Identifying the Problematic File
Before we proceed with the actual removal, it’s important to identify the file(s) that are unnecessarily bulking up your repository size. A tool that is extremely useful for this task is the git-sizer
, which you can install and use as follows:
git clone https://github.com/github/git-sizer.git
cd git-sizer
make
./git-sizer
Alternatively, you can use the git rev-list
command to pinpoint large files:
git rev-list --objects --all |
grep -F -f <(git verify-pack -v .git/objects/pack/pack-*.idx |
sort -k3nr | head -10 |
cut -f1 -d ' ')
Preliminary Steps
Before making any changes, it’s crucial to inform your team about the process, as altering commit history can disrupt their workflows.
Next, ensure you have a full backup of your repository.

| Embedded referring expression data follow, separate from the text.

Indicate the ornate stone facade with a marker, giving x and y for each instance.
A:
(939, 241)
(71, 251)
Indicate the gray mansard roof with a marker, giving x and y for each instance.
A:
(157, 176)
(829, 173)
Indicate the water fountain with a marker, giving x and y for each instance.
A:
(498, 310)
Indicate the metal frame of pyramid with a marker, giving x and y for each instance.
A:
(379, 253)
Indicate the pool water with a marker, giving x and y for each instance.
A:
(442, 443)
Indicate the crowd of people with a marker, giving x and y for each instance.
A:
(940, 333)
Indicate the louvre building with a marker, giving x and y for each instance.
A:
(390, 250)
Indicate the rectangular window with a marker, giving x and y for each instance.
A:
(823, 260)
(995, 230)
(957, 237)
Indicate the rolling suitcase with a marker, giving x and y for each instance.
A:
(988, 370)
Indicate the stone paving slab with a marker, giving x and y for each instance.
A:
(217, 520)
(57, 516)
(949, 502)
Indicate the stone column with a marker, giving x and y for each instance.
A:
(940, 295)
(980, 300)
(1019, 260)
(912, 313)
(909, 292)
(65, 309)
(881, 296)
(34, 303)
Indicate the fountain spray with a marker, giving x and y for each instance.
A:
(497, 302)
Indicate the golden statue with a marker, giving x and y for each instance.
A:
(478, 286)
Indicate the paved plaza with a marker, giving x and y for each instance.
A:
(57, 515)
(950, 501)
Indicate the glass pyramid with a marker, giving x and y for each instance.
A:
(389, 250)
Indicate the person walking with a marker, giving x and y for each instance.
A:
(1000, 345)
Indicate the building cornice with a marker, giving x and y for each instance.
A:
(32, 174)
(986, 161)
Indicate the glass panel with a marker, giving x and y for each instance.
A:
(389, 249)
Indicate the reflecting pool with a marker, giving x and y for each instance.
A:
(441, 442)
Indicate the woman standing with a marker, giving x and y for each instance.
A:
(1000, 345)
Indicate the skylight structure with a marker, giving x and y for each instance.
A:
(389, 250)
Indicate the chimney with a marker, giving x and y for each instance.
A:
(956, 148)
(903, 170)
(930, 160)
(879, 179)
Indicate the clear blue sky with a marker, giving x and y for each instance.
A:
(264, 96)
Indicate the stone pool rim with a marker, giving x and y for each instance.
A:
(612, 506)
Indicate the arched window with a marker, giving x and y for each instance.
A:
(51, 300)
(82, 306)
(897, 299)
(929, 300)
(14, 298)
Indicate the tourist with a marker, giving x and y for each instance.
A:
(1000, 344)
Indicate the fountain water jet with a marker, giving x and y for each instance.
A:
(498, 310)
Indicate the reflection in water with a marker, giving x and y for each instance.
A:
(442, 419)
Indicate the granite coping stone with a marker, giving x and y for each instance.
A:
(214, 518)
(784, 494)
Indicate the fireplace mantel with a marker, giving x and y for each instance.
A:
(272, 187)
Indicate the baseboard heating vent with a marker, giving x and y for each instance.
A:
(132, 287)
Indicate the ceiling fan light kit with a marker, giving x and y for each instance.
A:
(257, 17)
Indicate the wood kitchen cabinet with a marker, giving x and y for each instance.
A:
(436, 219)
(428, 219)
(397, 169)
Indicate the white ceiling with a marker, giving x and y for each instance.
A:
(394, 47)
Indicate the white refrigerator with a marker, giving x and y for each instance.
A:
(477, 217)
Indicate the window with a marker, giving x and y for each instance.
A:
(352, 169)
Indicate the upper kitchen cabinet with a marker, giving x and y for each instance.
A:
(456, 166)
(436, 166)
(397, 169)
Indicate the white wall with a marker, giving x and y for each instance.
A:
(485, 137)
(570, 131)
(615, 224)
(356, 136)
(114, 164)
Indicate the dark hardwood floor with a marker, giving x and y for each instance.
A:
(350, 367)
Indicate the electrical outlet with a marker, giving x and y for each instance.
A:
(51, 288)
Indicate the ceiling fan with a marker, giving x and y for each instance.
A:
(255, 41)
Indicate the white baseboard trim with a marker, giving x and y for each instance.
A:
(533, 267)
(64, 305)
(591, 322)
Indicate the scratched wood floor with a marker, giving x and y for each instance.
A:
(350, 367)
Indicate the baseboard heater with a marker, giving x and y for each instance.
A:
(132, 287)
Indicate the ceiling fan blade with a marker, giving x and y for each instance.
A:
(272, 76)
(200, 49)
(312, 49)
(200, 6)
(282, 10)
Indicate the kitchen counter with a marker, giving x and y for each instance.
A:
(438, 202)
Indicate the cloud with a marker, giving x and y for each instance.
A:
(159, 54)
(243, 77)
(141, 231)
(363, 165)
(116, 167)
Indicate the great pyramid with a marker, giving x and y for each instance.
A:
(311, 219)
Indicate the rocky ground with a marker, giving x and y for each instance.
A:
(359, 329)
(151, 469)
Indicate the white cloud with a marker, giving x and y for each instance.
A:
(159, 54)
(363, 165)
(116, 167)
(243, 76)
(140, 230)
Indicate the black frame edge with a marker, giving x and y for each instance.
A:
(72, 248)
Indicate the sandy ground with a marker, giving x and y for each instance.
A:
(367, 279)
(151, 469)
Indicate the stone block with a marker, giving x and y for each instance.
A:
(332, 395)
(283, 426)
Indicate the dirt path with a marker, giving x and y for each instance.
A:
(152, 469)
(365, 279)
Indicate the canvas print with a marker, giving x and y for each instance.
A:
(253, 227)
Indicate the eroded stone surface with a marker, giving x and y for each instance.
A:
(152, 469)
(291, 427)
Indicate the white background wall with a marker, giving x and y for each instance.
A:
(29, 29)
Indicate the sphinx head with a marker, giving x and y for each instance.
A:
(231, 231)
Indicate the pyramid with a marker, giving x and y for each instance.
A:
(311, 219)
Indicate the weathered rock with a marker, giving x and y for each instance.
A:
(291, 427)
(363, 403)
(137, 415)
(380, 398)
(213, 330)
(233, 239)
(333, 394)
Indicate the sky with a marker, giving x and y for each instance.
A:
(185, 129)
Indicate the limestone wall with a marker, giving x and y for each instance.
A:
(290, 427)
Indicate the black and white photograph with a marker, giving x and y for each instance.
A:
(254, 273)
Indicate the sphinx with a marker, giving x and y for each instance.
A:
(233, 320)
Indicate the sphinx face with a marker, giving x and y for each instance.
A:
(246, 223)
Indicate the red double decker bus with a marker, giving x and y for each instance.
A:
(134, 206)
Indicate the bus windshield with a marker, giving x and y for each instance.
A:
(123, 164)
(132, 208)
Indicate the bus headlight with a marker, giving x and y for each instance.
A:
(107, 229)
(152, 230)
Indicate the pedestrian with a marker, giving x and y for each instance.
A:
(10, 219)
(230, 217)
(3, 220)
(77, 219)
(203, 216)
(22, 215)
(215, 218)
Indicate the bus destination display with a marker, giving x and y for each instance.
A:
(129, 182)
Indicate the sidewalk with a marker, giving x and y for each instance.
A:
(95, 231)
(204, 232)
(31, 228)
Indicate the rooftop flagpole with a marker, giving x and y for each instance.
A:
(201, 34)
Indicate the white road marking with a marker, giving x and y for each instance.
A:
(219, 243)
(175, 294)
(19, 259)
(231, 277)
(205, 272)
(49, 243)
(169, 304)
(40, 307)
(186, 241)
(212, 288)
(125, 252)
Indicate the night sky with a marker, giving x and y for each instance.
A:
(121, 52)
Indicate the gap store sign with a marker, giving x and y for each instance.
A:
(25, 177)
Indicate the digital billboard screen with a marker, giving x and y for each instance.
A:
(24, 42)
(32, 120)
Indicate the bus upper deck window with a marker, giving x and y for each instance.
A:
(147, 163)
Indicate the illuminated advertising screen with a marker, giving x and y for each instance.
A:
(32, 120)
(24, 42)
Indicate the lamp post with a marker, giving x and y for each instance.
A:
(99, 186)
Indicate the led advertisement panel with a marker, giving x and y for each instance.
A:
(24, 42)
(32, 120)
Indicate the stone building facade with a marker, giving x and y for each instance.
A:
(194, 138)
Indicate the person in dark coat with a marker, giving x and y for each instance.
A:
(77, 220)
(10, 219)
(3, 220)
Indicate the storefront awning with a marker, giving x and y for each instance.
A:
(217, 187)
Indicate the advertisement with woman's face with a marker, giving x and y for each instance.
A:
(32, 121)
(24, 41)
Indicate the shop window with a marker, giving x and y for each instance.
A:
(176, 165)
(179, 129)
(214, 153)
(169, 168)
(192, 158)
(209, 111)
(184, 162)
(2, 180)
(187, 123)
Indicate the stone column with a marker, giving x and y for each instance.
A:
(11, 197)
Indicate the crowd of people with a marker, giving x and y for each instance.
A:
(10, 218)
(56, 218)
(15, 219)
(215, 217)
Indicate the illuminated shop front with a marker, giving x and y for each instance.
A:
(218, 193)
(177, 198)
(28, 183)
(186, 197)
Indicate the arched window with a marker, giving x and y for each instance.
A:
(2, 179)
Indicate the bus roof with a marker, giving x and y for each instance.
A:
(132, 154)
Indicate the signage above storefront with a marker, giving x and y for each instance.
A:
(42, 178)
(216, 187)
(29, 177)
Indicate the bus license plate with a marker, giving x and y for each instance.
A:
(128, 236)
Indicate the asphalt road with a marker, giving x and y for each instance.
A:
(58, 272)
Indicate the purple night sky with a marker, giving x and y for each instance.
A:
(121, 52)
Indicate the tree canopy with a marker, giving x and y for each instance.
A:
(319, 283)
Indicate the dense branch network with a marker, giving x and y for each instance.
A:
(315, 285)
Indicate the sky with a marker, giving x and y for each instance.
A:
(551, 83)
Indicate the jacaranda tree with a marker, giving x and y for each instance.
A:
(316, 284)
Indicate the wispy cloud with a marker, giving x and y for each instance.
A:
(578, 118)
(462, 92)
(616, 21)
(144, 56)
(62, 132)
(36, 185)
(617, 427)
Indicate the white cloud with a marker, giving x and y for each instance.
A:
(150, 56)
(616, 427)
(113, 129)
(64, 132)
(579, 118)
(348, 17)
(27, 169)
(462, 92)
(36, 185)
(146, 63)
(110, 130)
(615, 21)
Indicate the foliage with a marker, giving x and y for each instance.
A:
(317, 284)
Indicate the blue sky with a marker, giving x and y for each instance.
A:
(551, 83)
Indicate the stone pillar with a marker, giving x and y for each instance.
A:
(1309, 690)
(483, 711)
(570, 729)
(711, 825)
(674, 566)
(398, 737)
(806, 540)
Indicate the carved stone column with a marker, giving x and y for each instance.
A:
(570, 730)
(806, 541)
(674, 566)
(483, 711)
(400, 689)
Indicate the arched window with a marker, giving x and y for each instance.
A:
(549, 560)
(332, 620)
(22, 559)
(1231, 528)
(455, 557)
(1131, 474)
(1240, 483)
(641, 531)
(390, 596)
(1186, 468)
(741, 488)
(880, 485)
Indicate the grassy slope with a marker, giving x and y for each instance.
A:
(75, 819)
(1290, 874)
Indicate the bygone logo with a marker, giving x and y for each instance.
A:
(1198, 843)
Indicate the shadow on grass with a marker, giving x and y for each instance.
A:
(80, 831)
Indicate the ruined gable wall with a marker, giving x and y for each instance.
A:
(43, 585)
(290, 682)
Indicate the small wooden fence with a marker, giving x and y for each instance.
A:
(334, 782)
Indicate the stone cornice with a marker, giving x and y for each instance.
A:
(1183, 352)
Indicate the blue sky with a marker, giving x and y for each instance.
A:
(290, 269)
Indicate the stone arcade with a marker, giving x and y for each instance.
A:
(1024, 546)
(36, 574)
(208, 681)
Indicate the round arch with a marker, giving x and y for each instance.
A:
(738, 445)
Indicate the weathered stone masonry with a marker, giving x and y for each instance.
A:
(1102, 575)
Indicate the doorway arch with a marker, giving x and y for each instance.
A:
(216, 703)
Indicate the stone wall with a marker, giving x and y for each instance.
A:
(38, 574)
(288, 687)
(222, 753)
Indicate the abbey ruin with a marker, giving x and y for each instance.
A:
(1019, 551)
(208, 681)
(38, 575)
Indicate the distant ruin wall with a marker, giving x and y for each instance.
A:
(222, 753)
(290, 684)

This can be done by cloning your repository:
git clone --mirror your-repo-url backup-repo.git
Removing a Single Large File
If you know the exact name of the large file and the commit it’s associated with, you can use git filter-branch
:
git filter-branch --force --index-filter "git rm --cached --ignore-unmatch path_to_your_file" --prune-empty --tag-name-filter cat -- --all
Replace path_to_your_file
with the path to the file you wish to remove.
Removing the File from the Entire History
If the file has been committed multiple times, it’s more efficient to use the git-filter-repo
utility:
python3 -m pip install --user git-filter-repo
git filter-repo --invert-paths --path path_to_your_file
Again, replace path_to_your_file
with the relevant file path.
Purging the File from All References
To ensure the file is removed from all references such as tags, use the --tag-name-filter
option:
git filter-repo --tag-name-filter cat --path path_to_your_file
Cleaning Up and Reducing Repository Size
After the history has been rewritten to exclude the large file, you need to clean up the repository:
rm -rf .git/refs/original/
git reflog expire --expire=now --all
git gc --prune=now --aggressive
This series of commands removes backup references, expires reflog entries, and performs garbage collection to minimize the repository size.
Reflecting the Changes on Remote Repositories
Finally, push your changes to the remote repository with the --force
option:
git push origin --force --all
git push origin --force --tags
This will overwrite the history on the remote repository, effectively removing the large file history for other collaborators as well.
Using the BFG Repo-Cleaner
As an alternative to git filter-branch
, the simpler BFG Repo-Cleaner can be used to remove large files:
java -jar bfg.jar --strip-blobs-bigger-than 100M
This command will remove blobs larger than 100MB. Adjust the size as necessary for your particular case.
Conclusion
Removing large files from Git history can help keep your repository lean and efficient. While the process can be complex and requires careful handling to preserve the integrity of your project history, the correct application of the presented tools ensures a clean repository, beneficial for you and your collaborators.